Sarah and Jon Talcott—he’s a securities lawyer and partner with Nelson Mullins Riley and Scarborough—bought their home in December 2005 for just under $2 million. They married in March 2006. But the house needed some work, so the couple invested $1 million in remodeling and in upgrades before moving in that August.
Sarah Talcott enjoys luxe yet classic designs like these holiday place settings, along with a vintage Carl Springer table.
They put in all new electrical and plumbing, remodeled the bathrooms and kitchen, and renovated the backyard pool, putting in new tiles, among other updates. “Jon has always been really easygoing and has let me make all the decisions,” Sarah says, smiling. “Of course, I ask his opinion; not that I take it—but I ask.”
With Sarah overseeing the work, walls were removed, headers raised, baseboards and crown molding replaced. Recessed halogen lights were installed in the ceilings. The rooms now flow into each other, from the less formal sitting room on the left as you enter the house to the formal parlor on the right, which opens onto the backyard-facing dining room adjoining the kitchen. Flanking the large, open doorway into the dining room are two carved, wooden palm trees that they purchased in Florida, which, they were told, had been found in an old hotel in the state. A shell collection from the Bahamas is displayed inside a glass cabinet in the same room. “They are a little more interesting than plates,” Sarah jokes.
The kitchen counter is made of limestone with seashells cut on the bias.
The furniture is classic: traditional, large stuffed sofas and armchairs. The interior could be the setting for a Norman Rockwell painting. Vintage prints of horses and Italian Renaissance–era architectural drawings adorn the walls. There is even a grandfather clock that is a family heirloom from Jon’s side. A number of family pictures rest on solid wooden tables.

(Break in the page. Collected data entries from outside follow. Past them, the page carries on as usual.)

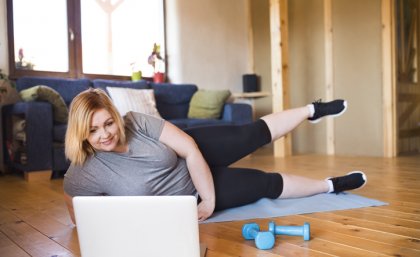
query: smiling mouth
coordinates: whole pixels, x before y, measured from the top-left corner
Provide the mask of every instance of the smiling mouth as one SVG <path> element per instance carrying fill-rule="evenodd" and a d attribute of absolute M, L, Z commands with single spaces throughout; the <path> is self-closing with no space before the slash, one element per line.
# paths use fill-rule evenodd
<path fill-rule="evenodd" d="M 102 144 L 102 145 L 109 145 L 109 144 L 111 144 L 111 143 L 112 143 L 112 139 L 113 139 L 113 138 L 110 138 L 110 139 L 108 139 L 108 140 L 106 140 L 106 141 L 103 141 L 103 142 L 101 142 L 101 144 Z"/>

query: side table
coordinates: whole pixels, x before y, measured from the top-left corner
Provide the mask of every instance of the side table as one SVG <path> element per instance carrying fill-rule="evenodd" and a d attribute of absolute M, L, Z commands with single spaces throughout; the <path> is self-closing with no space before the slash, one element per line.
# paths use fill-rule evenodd
<path fill-rule="evenodd" d="M 270 96 L 268 92 L 244 92 L 244 93 L 233 93 L 234 102 L 245 103 L 251 105 L 252 118 L 255 120 L 255 100 Z"/>

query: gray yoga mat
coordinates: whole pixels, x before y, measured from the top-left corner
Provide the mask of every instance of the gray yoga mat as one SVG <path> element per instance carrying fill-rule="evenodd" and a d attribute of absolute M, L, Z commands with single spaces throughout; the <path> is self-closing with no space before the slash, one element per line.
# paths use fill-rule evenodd
<path fill-rule="evenodd" d="M 261 199 L 252 204 L 216 212 L 202 223 L 273 218 L 381 205 L 388 203 L 350 193 L 319 194 L 298 199 Z"/>

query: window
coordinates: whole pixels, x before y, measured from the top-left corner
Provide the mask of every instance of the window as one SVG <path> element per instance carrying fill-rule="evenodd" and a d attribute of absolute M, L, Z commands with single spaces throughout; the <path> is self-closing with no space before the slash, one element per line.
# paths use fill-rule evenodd
<path fill-rule="evenodd" d="M 141 70 L 154 44 L 164 55 L 163 0 L 7 0 L 12 78 L 112 78 Z"/>
<path fill-rule="evenodd" d="M 66 0 L 39 2 L 13 1 L 14 66 L 20 70 L 67 72 Z"/>

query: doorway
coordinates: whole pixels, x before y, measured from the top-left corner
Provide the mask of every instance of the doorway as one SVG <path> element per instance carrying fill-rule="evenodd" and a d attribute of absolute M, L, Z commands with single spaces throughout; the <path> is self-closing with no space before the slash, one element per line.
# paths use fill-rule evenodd
<path fill-rule="evenodd" d="M 419 7 L 395 1 L 397 155 L 420 154 Z"/>

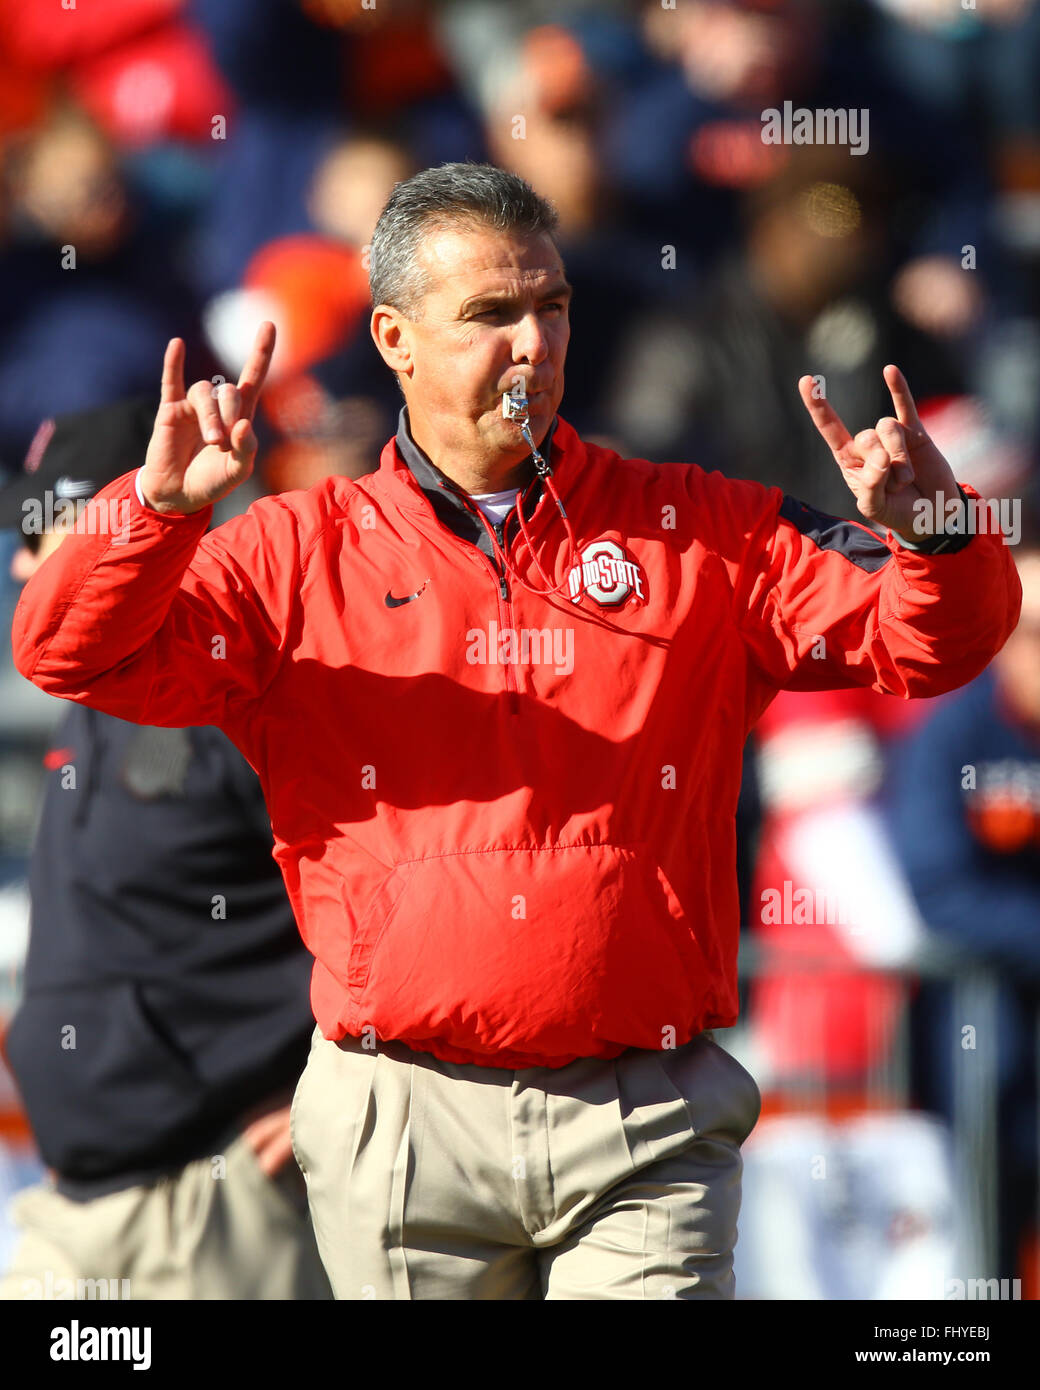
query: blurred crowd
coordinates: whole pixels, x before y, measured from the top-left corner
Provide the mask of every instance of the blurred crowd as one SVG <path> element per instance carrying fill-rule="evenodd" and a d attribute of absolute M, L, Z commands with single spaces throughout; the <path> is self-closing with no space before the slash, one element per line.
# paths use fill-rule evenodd
<path fill-rule="evenodd" d="M 1038 74 L 1035 0 L 0 0 L 0 481 L 42 422 L 156 396 L 173 335 L 189 380 L 234 379 L 264 318 L 279 346 L 251 495 L 374 469 L 400 398 L 368 333 L 372 230 L 397 181 L 475 159 L 560 213 L 575 288 L 562 414 L 582 435 L 852 515 L 796 382 L 821 376 L 855 432 L 890 413 L 894 361 L 959 481 L 1020 508 L 1026 607 L 991 672 L 934 704 L 785 695 L 763 721 L 741 805 L 743 1046 L 766 1095 L 762 1192 L 825 1142 L 790 1127 L 767 1142 L 807 1075 L 843 1113 L 925 1111 L 962 1150 L 958 1068 L 991 1049 L 991 1142 L 972 1151 L 996 1173 L 986 1270 L 1034 1297 Z M 764 143 L 763 112 L 785 102 L 868 113 L 868 147 Z M 0 538 L 8 616 L 18 541 Z M 5 699 L 9 654 L 0 667 L 2 775 L 29 736 Z M 11 803 L 32 791 L 11 776 L 0 925 L 24 873 Z M 848 911 L 792 911 L 807 885 Z M 999 991 L 1000 1033 L 969 1049 L 955 981 L 972 972 Z M 879 1101 L 897 1053 L 906 1075 Z M 960 1150 L 947 1161 L 907 1131 L 845 1171 L 869 1185 L 904 1142 L 933 1165 L 932 1205 L 893 1185 L 871 1219 L 934 1254 Z M 847 1245 L 854 1188 L 824 1213 Z M 799 1201 L 802 1229 L 823 1220 Z M 795 1296 L 862 1292 L 843 1258 L 810 1261 L 831 1282 Z M 773 1296 L 758 1259 L 748 1280 Z M 912 1287 L 899 1277 L 888 1296 Z"/>

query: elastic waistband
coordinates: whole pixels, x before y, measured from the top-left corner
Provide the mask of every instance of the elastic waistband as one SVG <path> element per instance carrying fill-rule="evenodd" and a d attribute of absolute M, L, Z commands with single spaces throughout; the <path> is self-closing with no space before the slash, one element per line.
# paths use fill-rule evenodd
<path fill-rule="evenodd" d="M 561 1077 L 573 1074 L 576 1070 L 588 1071 L 595 1067 L 615 1066 L 623 1062 L 626 1058 L 640 1056 L 662 1056 L 666 1057 L 672 1053 L 682 1052 L 686 1048 L 694 1047 L 702 1042 L 715 1042 L 715 1033 L 711 1028 L 705 1028 L 703 1032 L 695 1033 L 689 1042 L 682 1043 L 676 1048 L 661 1048 L 650 1051 L 647 1048 L 629 1047 L 619 1052 L 616 1057 L 578 1057 L 573 1062 L 568 1062 L 562 1067 L 496 1067 L 493 1063 L 481 1062 L 446 1062 L 440 1057 L 436 1057 L 432 1052 L 424 1052 L 421 1048 L 409 1047 L 406 1043 L 398 1041 L 383 1041 L 371 1045 L 368 1039 L 354 1037 L 345 1034 L 333 1044 L 342 1052 L 353 1052 L 361 1057 L 390 1057 L 395 1062 L 402 1062 L 414 1066 L 430 1067 L 434 1071 L 444 1075 L 455 1075 L 467 1077 L 477 1081 L 499 1081 L 502 1084 L 511 1084 L 514 1077 L 532 1076 L 535 1073 L 544 1076 Z M 366 1046 L 366 1043 L 368 1045 Z"/>

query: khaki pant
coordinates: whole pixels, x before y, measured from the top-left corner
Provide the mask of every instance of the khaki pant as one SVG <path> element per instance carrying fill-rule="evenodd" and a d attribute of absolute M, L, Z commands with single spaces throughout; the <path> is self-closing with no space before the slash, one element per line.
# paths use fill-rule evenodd
<path fill-rule="evenodd" d="M 292 1165 L 269 1178 L 241 1137 L 220 1157 L 89 1202 L 19 1192 L 0 1299 L 331 1298 Z"/>
<path fill-rule="evenodd" d="M 509 1071 L 316 1031 L 292 1135 L 338 1299 L 728 1299 L 760 1108 L 707 1033 Z"/>

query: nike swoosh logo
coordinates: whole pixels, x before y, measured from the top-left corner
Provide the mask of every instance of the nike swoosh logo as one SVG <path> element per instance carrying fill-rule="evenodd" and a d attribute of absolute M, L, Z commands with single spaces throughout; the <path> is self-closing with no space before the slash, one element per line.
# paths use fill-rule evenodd
<path fill-rule="evenodd" d="M 67 497 L 70 501 L 90 497 L 96 491 L 97 488 L 89 478 L 70 478 L 67 473 L 63 473 L 54 484 L 55 497 Z"/>
<path fill-rule="evenodd" d="M 404 598 L 394 598 L 390 590 L 387 589 L 386 598 L 383 600 L 383 602 L 386 604 L 387 608 L 400 608 L 402 603 L 411 603 L 413 598 L 420 598 L 426 589 L 426 585 L 429 584 L 429 582 L 430 581 L 428 579 L 425 580 L 423 582 L 422 588 L 416 589 L 414 594 L 406 594 Z"/>

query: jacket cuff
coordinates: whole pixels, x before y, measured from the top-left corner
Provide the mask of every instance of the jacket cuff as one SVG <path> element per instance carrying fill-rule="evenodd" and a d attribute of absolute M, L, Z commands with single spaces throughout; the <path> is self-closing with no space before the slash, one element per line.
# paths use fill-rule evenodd
<path fill-rule="evenodd" d="M 896 543 L 904 550 L 912 550 L 918 555 L 955 555 L 958 550 L 963 550 L 965 546 L 970 545 L 975 534 L 974 531 L 968 529 L 971 517 L 971 499 L 960 483 L 957 484 L 957 491 L 960 493 L 961 503 L 964 507 L 965 529 L 963 532 L 937 531 L 935 535 L 926 536 L 923 540 L 911 543 L 904 540 L 897 531 L 893 531 L 892 535 Z"/>
<path fill-rule="evenodd" d="M 145 509 L 146 511 L 154 512 L 154 511 L 155 511 L 155 508 L 151 505 L 151 503 L 146 502 L 146 501 L 144 500 L 144 493 L 141 491 L 141 469 L 140 469 L 140 468 L 139 468 L 139 469 L 137 470 L 137 472 L 134 474 L 134 489 L 135 489 L 136 492 L 137 492 L 137 500 L 138 500 L 138 502 L 140 502 L 141 506 L 144 507 L 144 509 Z"/>
<path fill-rule="evenodd" d="M 213 503 L 212 503 L 212 502 L 210 502 L 210 503 L 209 503 L 207 506 L 205 506 L 205 507 L 200 507 L 199 510 L 198 510 L 197 512 L 160 512 L 160 511 L 158 510 L 158 508 L 153 507 L 153 506 L 151 505 L 150 502 L 146 502 L 145 499 L 144 499 L 144 493 L 141 491 L 141 473 L 142 473 L 142 471 L 143 471 L 143 467 L 144 467 L 144 465 L 142 464 L 141 468 L 138 468 L 138 469 L 136 470 L 136 472 L 132 475 L 132 476 L 133 476 L 133 480 L 134 480 L 134 487 L 133 487 L 133 493 L 131 494 L 131 497 L 130 497 L 129 500 L 130 500 L 131 509 L 132 509 L 132 511 L 133 511 L 135 514 L 144 515 L 144 516 L 148 516 L 148 517 L 154 517 L 154 518 L 156 518 L 158 521 L 162 521 L 162 522 L 173 522 L 173 523 L 182 522 L 182 521 L 197 521 L 197 520 L 199 520 L 200 518 L 204 518 L 205 521 L 206 521 L 207 527 L 209 526 L 209 523 L 210 523 L 210 521 L 212 520 L 212 517 L 213 517 Z M 115 479 L 114 481 L 115 481 L 115 482 L 118 482 L 118 483 L 121 483 L 121 484 L 123 484 L 123 485 L 125 486 L 125 484 L 126 484 L 126 479 L 128 479 L 128 478 L 130 478 L 130 477 L 131 477 L 131 474 L 129 474 L 129 473 L 124 473 L 123 476 L 122 476 L 121 478 L 117 478 L 117 479 Z M 111 486 L 112 486 L 112 484 L 109 483 L 109 484 L 108 484 L 108 487 L 111 487 Z M 137 499 L 137 505 L 136 505 L 136 507 L 134 506 L 134 500 L 133 500 L 135 497 L 136 497 L 136 499 Z"/>

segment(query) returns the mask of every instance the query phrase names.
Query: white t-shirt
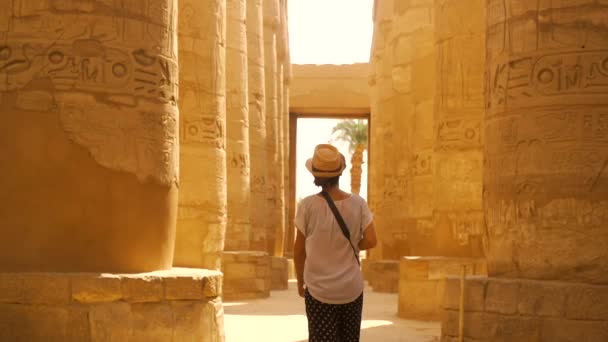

At one end of the first floor is the garage, downsized to accommodate a mudroom, coat room, exercise room, and pantry. At the opposite end is Jon’s study, formerly a Florida room. It is distinguished by a large chandelier made from antlers and a photograph of Franklin D. Roosevelt, dated Christmas 1941 and warmly inscribed “from your old friend” to Jon’s grandfather, Morris S. Tremaine, who was New York State comptroller from 1927 to 1941.
Jon Talcott’s study boasts soaring ceilings and a chandelier made from antlers.
Floors throughout the house are in white wood, and bookshelves are everywhere. The redesigned layout lends itself well to entertaining, which the Talcotts do frequently.
The brick, stone, and frame house, on a half-acre corner lot, has about 7,200 square feet of livable space. With six bedrooms and six-and-a-half baths, it amply suits their family, which includes three boys: Sarah’s stepson at Bowdoin College, the couple’s high school son attending Phillips Academy, and their five-year old, who is in kindergarten at Beauvoir, the National Cathedral Elementary School.
Instead of plates, the dining room’s cabinet presents seashells collected from the Bahamas.
Among other activities, the couple is involved with the Green Door, a nonprofit organization that helps the mentally ill return to society; Jon sits on the board. Last year, they cochaired the Green Door’s fundraising ball with former US Senator Tom Daschle and his wife, Linda. Sarah has also been active with St. Albans School. In 2010, she was co-chair of its fundraising auction, and her home was among those on the annual St. Albans Christmas house tour. Then, as now, her decorating style, she says, was “nothing outrageous, but classical and a little whimsical. You don’t need to go overboard.”